La segunda vez ya me sorprendió más. Encontrar de nuevo lleno el aparcabicis de mi calle, que no solía estarlo, me hizo pensar que estaba aumentando aún más el uso de la bicicleta, por lo tanto, también el requerimiento de aparcabicis, y que el Ayuntamiento debería poner más en las calles.

Así, un día tras otro, la bicicleta acabó diariamente aparcada en el aparcabicis de la casa de Ernesto.

Otro día, salí a dar un paseo en bici, solo por el placer de pedalear, como hacía algunas veces, sin rumbo fijo, dejando que la bicicleta me guiara. Debió ser casualidad, no puede ser otra cosa, pero acabé en la puerta de la oficina donde trabajaba Ernesto. Otro día acabé en la puerta del restaurante preferido por Ernesto…

Empecé a inquietarme definitivamente el día que iba a una cita, me confundí de giro y, al frenar para darme la vuelta, casi me estampo contra un mupi, un soporte publicitario, que anunciaba una conocida obra de teatro de Oscar Wilde: “La importancia de llamarse Ernesto”. Allí me quedé yo, con los frenos apretados y el nombre de la obra literalmente pegado a mi cara.
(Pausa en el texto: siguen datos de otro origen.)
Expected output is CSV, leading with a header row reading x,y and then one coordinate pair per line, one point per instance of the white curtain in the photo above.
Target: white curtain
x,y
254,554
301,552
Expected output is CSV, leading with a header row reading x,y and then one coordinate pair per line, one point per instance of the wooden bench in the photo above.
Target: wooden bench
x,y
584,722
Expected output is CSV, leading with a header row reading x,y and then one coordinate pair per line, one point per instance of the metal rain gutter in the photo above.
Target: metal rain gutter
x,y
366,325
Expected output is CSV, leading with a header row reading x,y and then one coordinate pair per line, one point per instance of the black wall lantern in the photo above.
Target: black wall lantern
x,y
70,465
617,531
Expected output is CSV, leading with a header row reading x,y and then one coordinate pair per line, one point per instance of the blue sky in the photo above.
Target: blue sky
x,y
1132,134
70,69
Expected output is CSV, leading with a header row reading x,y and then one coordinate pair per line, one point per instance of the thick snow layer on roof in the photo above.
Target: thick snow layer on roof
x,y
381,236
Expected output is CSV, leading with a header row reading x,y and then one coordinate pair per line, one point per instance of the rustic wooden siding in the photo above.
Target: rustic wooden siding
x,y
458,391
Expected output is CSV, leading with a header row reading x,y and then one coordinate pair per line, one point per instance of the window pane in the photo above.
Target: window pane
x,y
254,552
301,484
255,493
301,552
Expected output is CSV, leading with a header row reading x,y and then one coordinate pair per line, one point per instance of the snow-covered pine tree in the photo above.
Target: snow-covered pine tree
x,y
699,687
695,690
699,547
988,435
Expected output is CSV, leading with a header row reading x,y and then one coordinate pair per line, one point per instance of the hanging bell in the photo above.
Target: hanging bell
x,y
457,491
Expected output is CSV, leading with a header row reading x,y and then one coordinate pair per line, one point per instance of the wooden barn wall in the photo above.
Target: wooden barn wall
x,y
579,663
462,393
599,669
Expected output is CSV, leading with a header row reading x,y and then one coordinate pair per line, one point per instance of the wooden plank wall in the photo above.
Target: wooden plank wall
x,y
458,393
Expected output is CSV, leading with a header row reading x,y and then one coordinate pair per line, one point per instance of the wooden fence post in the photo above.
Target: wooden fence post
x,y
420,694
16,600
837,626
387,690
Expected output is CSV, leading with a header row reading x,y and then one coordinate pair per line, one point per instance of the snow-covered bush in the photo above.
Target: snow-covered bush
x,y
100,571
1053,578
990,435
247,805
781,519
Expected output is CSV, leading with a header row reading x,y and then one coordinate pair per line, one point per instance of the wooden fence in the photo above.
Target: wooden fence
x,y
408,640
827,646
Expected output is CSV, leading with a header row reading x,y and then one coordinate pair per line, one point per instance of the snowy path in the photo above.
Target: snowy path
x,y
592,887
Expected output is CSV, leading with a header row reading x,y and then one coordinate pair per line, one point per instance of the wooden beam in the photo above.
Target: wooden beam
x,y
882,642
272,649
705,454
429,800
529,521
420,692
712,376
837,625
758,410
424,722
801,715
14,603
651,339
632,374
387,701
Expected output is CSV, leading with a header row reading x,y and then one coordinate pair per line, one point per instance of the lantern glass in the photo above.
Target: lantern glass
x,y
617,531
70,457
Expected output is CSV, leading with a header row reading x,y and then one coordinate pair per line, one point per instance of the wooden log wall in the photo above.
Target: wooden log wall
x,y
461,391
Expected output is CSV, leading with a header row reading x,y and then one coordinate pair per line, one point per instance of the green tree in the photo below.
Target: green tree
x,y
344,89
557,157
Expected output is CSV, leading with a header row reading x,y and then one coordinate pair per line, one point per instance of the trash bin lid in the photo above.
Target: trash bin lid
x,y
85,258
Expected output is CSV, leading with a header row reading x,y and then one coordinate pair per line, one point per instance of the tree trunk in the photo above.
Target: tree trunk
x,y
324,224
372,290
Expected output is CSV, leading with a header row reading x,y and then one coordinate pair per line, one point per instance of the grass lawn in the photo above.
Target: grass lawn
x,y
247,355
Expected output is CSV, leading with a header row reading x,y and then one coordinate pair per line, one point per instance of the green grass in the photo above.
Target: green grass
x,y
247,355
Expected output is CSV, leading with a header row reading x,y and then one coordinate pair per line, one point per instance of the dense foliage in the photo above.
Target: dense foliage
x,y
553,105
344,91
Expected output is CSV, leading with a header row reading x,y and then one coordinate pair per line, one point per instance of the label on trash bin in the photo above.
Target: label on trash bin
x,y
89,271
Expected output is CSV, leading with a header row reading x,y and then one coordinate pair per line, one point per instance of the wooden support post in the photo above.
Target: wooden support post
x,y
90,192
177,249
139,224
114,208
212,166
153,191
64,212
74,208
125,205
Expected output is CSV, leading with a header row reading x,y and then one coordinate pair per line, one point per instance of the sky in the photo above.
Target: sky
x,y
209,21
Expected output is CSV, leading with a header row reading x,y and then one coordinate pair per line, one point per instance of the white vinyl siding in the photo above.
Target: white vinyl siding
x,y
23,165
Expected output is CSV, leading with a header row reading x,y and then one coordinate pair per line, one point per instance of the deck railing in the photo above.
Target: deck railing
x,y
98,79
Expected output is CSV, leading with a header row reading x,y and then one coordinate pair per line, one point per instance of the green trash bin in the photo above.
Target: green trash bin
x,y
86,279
Puse un anuncio para vender la bici a un precio asequible. Me llamó una persona, que resultó ser español, ya era casualidad. Me preguntó algunas cosas, quedamos en un lugar para que la viera. No tenía muy claro cómo llegar a donde habíamos quedado, porque era nuevo en la ciudad. Le pregunté su nombre. “Ernesto” me dijo.

-Ernesto, no hace falta que traigas dinero, te la regalo.

- Vaya… ¿seguro?

- Si

- Muchas gracias ¿Y por qué?

- Porque te ha estado esperando todo este tiempo.